Susie: Not sure we can quite talk about Homer and Jancis in the same breath!! On the subject of comedy, though. I do like the idea of her friends ribbing her with a very, fresh epithet.
Peter: Yes, very fresh. maybe. Maybe just think about. She could be the fresh princess of King’s Cross. Does that work? No. No. Okay, maybe not. Maybe not. Let’s move on. Let’s move on. how bad must the wine have been for her tasting note to have been? It’s wet.
Susie: That is tempting to write sometimes, though, isn’t it? Seriously.

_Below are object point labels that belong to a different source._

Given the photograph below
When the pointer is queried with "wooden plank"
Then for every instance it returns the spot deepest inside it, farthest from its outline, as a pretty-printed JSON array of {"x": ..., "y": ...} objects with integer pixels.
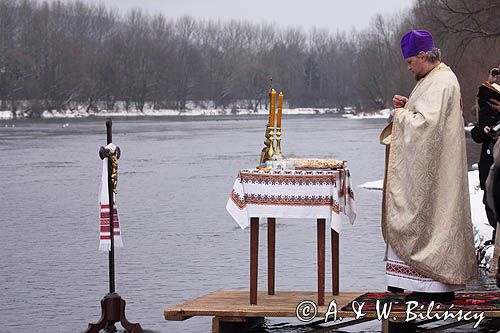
[
  {"x": 321, "y": 260},
  {"x": 335, "y": 262},
  {"x": 271, "y": 254},
  {"x": 254, "y": 258},
  {"x": 282, "y": 304},
  {"x": 235, "y": 304}
]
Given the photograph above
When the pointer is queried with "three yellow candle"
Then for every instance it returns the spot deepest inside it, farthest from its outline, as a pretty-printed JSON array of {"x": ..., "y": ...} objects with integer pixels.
[
  {"x": 280, "y": 108},
  {"x": 272, "y": 108}
]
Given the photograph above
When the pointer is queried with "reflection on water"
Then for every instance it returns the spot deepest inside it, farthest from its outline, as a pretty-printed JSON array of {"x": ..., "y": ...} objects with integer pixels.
[{"x": 180, "y": 243}]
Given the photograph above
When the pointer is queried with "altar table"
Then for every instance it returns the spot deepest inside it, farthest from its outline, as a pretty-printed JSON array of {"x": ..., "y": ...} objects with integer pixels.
[{"x": 321, "y": 195}]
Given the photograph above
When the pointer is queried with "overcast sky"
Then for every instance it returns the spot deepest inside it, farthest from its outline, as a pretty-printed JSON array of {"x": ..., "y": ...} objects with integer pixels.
[{"x": 330, "y": 14}]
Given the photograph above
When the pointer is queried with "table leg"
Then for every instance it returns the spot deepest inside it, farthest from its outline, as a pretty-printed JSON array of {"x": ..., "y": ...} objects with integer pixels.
[
  {"x": 254, "y": 258},
  {"x": 335, "y": 262},
  {"x": 321, "y": 260},
  {"x": 271, "y": 254}
]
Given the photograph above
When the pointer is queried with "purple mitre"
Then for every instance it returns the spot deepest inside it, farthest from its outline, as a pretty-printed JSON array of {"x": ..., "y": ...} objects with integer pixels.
[{"x": 416, "y": 41}]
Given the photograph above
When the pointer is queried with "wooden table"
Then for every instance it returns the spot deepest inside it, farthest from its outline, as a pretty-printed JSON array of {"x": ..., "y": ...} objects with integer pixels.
[
  {"x": 271, "y": 254},
  {"x": 321, "y": 195}
]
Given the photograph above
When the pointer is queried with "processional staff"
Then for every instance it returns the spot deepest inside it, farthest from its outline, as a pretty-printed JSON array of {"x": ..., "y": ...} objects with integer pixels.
[{"x": 112, "y": 305}]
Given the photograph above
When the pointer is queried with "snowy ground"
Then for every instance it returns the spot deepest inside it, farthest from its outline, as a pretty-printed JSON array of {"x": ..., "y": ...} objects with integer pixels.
[
  {"x": 481, "y": 228},
  {"x": 192, "y": 109}
]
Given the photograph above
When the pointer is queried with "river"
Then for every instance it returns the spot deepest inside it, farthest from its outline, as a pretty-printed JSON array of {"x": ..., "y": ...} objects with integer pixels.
[{"x": 175, "y": 176}]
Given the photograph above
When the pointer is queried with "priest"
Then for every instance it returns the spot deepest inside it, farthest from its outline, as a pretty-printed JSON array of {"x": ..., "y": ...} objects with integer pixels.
[{"x": 426, "y": 220}]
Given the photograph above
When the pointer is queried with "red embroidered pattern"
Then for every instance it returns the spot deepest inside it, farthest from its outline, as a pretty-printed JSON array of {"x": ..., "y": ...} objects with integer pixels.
[
  {"x": 286, "y": 179},
  {"x": 398, "y": 269},
  {"x": 285, "y": 200},
  {"x": 238, "y": 201}
]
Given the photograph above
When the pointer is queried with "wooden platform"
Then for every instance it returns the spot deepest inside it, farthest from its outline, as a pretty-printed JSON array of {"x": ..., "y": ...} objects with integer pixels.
[
  {"x": 232, "y": 308},
  {"x": 236, "y": 304}
]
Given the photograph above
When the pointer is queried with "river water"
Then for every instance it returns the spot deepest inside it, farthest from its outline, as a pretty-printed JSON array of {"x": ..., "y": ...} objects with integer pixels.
[{"x": 175, "y": 176}]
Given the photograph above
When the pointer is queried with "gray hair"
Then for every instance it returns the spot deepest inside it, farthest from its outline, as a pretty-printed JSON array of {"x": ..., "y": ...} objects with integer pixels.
[{"x": 434, "y": 55}]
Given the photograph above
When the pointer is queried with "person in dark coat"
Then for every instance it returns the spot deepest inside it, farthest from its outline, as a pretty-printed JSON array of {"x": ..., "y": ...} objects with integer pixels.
[{"x": 489, "y": 115}]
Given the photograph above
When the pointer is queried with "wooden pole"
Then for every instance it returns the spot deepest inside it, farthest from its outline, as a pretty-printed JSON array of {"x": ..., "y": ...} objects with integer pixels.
[
  {"x": 335, "y": 262},
  {"x": 254, "y": 258},
  {"x": 112, "y": 305},
  {"x": 321, "y": 260},
  {"x": 111, "y": 211},
  {"x": 271, "y": 254}
]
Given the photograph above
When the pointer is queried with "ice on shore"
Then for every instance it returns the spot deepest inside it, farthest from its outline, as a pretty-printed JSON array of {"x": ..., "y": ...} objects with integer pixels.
[{"x": 481, "y": 228}]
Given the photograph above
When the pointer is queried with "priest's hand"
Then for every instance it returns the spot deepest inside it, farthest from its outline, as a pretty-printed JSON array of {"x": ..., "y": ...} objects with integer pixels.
[
  {"x": 494, "y": 104},
  {"x": 399, "y": 101}
]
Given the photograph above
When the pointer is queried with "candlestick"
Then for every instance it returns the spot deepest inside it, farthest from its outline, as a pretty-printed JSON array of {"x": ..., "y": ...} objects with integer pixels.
[
  {"x": 272, "y": 108},
  {"x": 280, "y": 109}
]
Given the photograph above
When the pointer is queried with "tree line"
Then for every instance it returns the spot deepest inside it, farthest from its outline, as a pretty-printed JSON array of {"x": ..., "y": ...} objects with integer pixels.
[{"x": 59, "y": 55}]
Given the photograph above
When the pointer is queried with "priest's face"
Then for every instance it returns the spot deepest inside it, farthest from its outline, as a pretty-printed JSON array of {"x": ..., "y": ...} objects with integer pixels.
[{"x": 416, "y": 65}]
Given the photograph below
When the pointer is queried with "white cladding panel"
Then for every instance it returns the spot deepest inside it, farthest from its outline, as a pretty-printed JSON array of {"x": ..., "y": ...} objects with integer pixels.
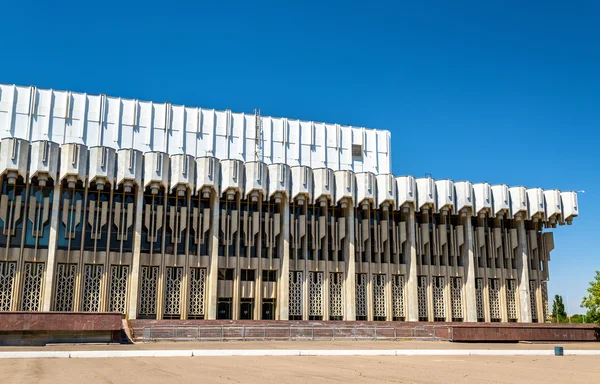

Peter: So funny. but the fact she probably published it too, it reminded me of our profile on Hugh Johnson, which of course, subscribers can check out in our uncut bonus episode. when he totally rejected the concept of scoring wines numerically. But he did admit to having his own system of ranking. The lowest rung on which was one sniff. So, you know, it meant the wine was so bad he’d only take one sniff of it and no more.
Susie: That was it.
Peter: Yeah.
Susie: And the other end of the scale was liking it so much, you’d buy not just a whole case, but even the whole chateau, which she did. okay, so I think it’s time to take a breath before coming up for more. By way of brief recap so far, Jancis Robinson is a living wine legend. Prolific author, presenter, columnist and all round communicator. Charming in the flesh, but often brutal in print. She is celebrating 50 years of wine writing and has no intention whatsoever of giving up. In fact, despite some tasting faculty scares in recent years, she seems more enthused than ever. Sometimes over enthusiastic, too.
Peter: So when we left off, we were discussing scoring wines, and I wanted to bring up Robert Parker, the American lawyer turned wine critic behind the Wine Advocate, who popularised the hundred point score and became fabulously influential in his time, which was, I guess around the turn of the century and shortly after, before he retired in 2019, his big thing was reviewing and scoring wines, particularly red Bordeaux, at a time when global demand was on the Alps.
Susie: He was so powerful that Parkerization became a term, whereby winemakers would create wines to suit Parker’s perceived taste for rich, ripe, creamy styles. Because wines that obtained high Parker points would reach the financial rewards in terms of sales, and they were considerable, by all accounts, flying. Winemakers and consultants like the influential Frenchman Michel Roland were very much associated with this particular trend.
Peter: And then in 2004, Jancis and Parker had a very public disagreement about the style and quality of one particular Bordeaux wine, the Saint Emilion Chateau Pavie 2003, owned by Gerard Perse. this was a vintage that had been baking hot. Jancis tasted it blind and called it porty, ridiculous, completely unappetizing. Parker called it one of the wines of the vintage and accused Jancis of having an anti Pavie agenda and not tasting it blind. but that’s enough prefacing. Back to the chat.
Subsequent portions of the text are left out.